The relationship the general public has had with vaccines over the past several decades has is not simple. The trajectory of vaccination began with just a single vaccine protecting against a single disease--that of Jenner's for smallpox in the late 1700s--and now every American child is protected against 16, if up-to-date on recommended vaccines (which I hope they all become). When I was a child, I was able to be protected against only 7 of what became routine in 2015.
There are, of course, more vaccines that are not routinely administered though easily available. These include vaccines against smallpox, anthrax, rabies, yellow fever, Japanese encephalitis, typhoid, and adenovirus.
What may be puzzling to many is how diseases get specifically targeted for control via vaccination and how members of the "sweet 16" came to be. A new book by Emory historian Elena Conis entitled Vaccine Nation: America's Changing Relationship with Immunization provides a lot of context and history that is not well appreciated.
The most important aspect of the book, to me, is the theme that as society matures and medicine progresses what is a tolerable risk changes. New contexts condition how risk is objectively evaluated by individuals. Thus when there was no measles vaccines, measles was an accepted risk. However, when a safe and effective vaccine was available the risk became unacceptable.
Not all diseases are as a straightforward as measles, but the general conceptual model is the same. In many cases, the ability to live a life devoid of a "nuisance" infection may have played a role. For example, mumps--in which complications occur at a low rate--the convenience of living a life free of mumps and the ensuing need to be cared for by parents who must stay home from work (not to mention the national security implications of having soldiers sidelined by the virus which is more severe in adults). This point is moot in the current context when the mumps vaccine is exclusively (and conveniently) bundled with measles and rubella.

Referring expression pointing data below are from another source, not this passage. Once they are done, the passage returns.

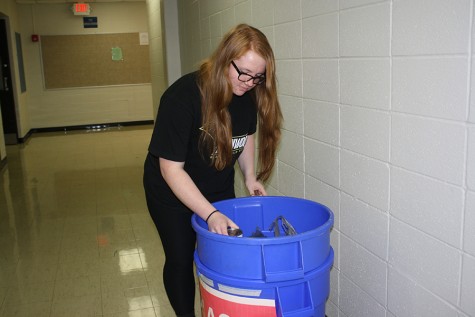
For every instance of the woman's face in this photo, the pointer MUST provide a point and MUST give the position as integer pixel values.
(250, 63)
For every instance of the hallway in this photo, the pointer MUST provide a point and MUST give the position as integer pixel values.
(76, 238)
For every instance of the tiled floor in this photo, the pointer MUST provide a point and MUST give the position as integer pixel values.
(76, 238)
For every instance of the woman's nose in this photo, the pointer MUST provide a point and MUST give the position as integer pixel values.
(249, 83)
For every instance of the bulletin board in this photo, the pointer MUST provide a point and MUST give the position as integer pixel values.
(91, 60)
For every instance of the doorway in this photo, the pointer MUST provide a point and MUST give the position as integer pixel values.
(7, 100)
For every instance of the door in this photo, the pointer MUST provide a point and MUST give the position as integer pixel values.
(7, 102)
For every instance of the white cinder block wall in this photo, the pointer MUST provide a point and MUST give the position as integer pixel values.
(379, 126)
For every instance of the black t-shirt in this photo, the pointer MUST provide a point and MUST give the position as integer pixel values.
(176, 137)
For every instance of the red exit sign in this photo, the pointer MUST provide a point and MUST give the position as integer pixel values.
(81, 8)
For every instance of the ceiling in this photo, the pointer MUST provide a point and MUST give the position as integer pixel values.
(70, 1)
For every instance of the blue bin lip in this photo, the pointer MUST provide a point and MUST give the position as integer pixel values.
(259, 283)
(320, 230)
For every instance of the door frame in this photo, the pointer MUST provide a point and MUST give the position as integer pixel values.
(11, 45)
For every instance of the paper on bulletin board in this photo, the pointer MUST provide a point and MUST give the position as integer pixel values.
(117, 54)
(143, 38)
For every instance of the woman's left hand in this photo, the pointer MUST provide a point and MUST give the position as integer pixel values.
(256, 188)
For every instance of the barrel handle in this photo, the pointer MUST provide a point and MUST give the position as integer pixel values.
(296, 272)
(307, 311)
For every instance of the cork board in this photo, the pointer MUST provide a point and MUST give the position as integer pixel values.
(87, 60)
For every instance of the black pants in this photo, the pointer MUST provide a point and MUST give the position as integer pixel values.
(178, 239)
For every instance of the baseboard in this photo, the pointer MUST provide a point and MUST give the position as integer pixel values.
(3, 163)
(97, 126)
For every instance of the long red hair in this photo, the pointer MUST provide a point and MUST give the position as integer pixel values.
(216, 94)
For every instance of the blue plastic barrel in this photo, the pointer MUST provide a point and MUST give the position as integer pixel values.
(290, 273)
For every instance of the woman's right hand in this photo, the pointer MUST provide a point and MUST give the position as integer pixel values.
(219, 223)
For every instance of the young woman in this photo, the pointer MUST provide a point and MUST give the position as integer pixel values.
(207, 120)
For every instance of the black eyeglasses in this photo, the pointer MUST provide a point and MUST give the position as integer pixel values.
(244, 77)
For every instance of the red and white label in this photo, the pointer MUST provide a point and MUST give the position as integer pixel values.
(215, 303)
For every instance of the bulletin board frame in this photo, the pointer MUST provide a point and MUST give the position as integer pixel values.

Risk goes the other way as well. When smallpox was nearly eradicated from the planet, the US stopped vaccinating against it (1972) because the scientifically-established risk from the vaccine outweighed the risk of contracting the illness for the general public. Similarly, when polio was nearly eliminated from the Americas there was a switch in the US from the Sabin live vaccine to the Salk inactivated vaccine to remove the risk of vaccine-derived polio from the vaccine strain.
Professor Conis provides much vivid material surrounding the debates and decisions that played a role in the rise of such vaccines as ones against measles, mumps, rubella, hepatitis B and HPV.
She also, in a very clinical way, looks at the various facets of the anti-vaccine movement finding its roots in other social movements which espoused certain philosophies that derided the scientific method, logic, and objective evidence in favor of some other "method".
The book also usefully immerses the reader in the politics that followed the introduction of the polio vaccine in the 1950s. This political atmosphere led to a growing government role in specifically funding vaccination activities of the states through various laws that developed new programs beginning in the Eisenhower administration and culminating in the Clinton administration's Vaccines for Children program.
With this book, Professor Conis has made a great contribution to the literature on the social aspects of vaccination and as a dyed-in-the-wool unapologetic vaccine advocate I think it is required reading.